Bladder and ureteral abnormalities frequently overlap with LUTO and hydronephrosis. Detailed imaging of the entire urinary tract and amniotic fluid, plus postnatal urologic evaluation, are key to defining anatomy and management.

Genitalia and differences of sex development (DSD) — overview

Evaluation of fetal genitalia is part of a comprehensive Level II examination. Beyond sex assignment, the goal is to identify major anomalies or discordance between phenotypic sex and other findings.

Normal appearance

  • Female genitalia:
    • Labia and clitoris identified in sagittal and transverse planes; the “three-line” sign may be seen.
  • Male genitalia:
    • Penis and scrotum visualized; testicular descent may not be complete prenatally.
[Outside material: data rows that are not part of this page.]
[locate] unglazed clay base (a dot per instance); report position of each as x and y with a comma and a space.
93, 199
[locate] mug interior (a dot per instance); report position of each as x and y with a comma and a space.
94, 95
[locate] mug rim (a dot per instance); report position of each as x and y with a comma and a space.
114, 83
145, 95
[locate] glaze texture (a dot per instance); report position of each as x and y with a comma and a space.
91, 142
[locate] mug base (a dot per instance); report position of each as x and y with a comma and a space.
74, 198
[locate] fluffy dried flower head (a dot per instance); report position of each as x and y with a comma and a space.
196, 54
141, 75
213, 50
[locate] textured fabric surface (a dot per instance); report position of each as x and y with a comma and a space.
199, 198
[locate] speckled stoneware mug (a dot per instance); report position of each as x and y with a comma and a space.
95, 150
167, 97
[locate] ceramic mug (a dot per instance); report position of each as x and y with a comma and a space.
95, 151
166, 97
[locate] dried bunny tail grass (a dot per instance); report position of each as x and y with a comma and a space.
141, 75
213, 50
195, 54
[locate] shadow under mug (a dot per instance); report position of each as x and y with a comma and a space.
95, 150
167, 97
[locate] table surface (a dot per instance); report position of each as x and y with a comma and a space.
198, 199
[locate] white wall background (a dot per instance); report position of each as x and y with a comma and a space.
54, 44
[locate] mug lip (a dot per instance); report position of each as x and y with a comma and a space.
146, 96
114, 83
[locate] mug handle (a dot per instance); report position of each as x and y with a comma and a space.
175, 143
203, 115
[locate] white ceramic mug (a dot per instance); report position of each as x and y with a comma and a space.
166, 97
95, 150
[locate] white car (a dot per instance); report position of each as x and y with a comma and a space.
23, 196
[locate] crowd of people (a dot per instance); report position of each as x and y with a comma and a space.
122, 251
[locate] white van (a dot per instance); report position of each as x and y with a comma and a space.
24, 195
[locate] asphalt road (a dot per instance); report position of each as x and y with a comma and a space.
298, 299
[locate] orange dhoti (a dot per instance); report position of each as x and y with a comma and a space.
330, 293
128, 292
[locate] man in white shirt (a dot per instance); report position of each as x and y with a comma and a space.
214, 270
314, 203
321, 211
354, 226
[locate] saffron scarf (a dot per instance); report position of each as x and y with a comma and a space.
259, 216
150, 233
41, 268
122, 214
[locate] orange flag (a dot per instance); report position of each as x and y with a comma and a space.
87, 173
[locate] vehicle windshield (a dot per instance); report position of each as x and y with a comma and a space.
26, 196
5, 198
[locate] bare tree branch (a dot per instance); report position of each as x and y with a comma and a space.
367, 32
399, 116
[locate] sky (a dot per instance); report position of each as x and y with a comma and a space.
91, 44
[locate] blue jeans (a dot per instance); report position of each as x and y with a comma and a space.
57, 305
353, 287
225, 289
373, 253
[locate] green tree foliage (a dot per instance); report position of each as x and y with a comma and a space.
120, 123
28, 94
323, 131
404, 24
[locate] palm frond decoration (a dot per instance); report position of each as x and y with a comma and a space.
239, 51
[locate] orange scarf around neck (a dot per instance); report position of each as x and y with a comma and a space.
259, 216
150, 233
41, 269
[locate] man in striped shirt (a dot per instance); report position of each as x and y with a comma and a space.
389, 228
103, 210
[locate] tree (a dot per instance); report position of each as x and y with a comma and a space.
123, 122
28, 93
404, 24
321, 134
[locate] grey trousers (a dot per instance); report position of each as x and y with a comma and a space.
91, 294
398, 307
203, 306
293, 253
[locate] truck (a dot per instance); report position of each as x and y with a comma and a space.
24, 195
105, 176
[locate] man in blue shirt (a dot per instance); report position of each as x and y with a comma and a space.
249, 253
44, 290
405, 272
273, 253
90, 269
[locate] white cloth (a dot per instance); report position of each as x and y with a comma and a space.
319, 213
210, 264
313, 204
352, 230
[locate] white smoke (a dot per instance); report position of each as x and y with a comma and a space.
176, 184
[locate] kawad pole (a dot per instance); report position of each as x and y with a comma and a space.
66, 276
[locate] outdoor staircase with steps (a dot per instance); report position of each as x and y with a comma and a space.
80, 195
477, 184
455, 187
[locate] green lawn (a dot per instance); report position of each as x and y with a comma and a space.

Abnormal or ambiguous findings

  • Apparent discordance between expected sex (from NIPT or chromosomes) and external genital appearance.
  • Ambiguous genitalia (e.g., enlarged clitoris or small phallus, labioscrotal fusion, single urogenital sinus).
  • Associated anomalies of the urinary tract, adrenal glands, or other organ systems.

Suspected differences of sex development (DSD) should prompt a detailed anatomic survey, careful review of prior testing, and coordination with genetics, endocrinology, and neonatology. Prenatal counseling focuses on diagnostic possibilities and postnatal evaluation plans rather than definitive sex assignment.

References

Selected classic and contemporary references related to fetal urinary tract dilation, cystic renal disease, lower urinary tract obstruction, and genitourinary anomalies are summarized here in abbreviated form. Local practice should incorporate current guideline documents and institutional protocols.

  1. Guidelines for the prenatal ultrasound evaluation of the fetal genitourinary tract (professional society statements).
  2. Studies defining renal pelvis diameter thresholds and the natural history of antenatal hydronephrosis.
  3. Series on autosomal recessive polycystic kidney disease and other cystic renal diseases diagnosed in utero.
  4. Literature describing prognostic factors and outcomes in lower urinary tract obstruction and fetal megacystis.
  5. Reviews of unilateral renal agenesis, pelvic kidney, and fusion anomalies in the prenatal period.
  6. Resources addressing prenatal detection and counseling in differences of sex development (DSD).
Expanded citation notes

Hydronephrosis and UTD frameworks. Modern classification systems integrate AP diameter, calyceal involvement, parenchyma, ureters, and bladder findings to stratify risk and guide postnatal follow-up.

Cystic renal disease. Distinguishing MCDK, ARPKD, and obstructive dysplasia relies on the pattern of cysts, bilateral vs unilateral involvement, kidney size, and amniotic fluid volume.

LUTO and megacystis. Outcome depends heavily on the degree of renal preservation and amniotic fluid volume; multiple series discuss criteria for possible fetal intervention.

PMIDs, DOIs, and full citation formatting can be harmonized with other Level II ultrasound modules according to the reference style used on Perinatology.com.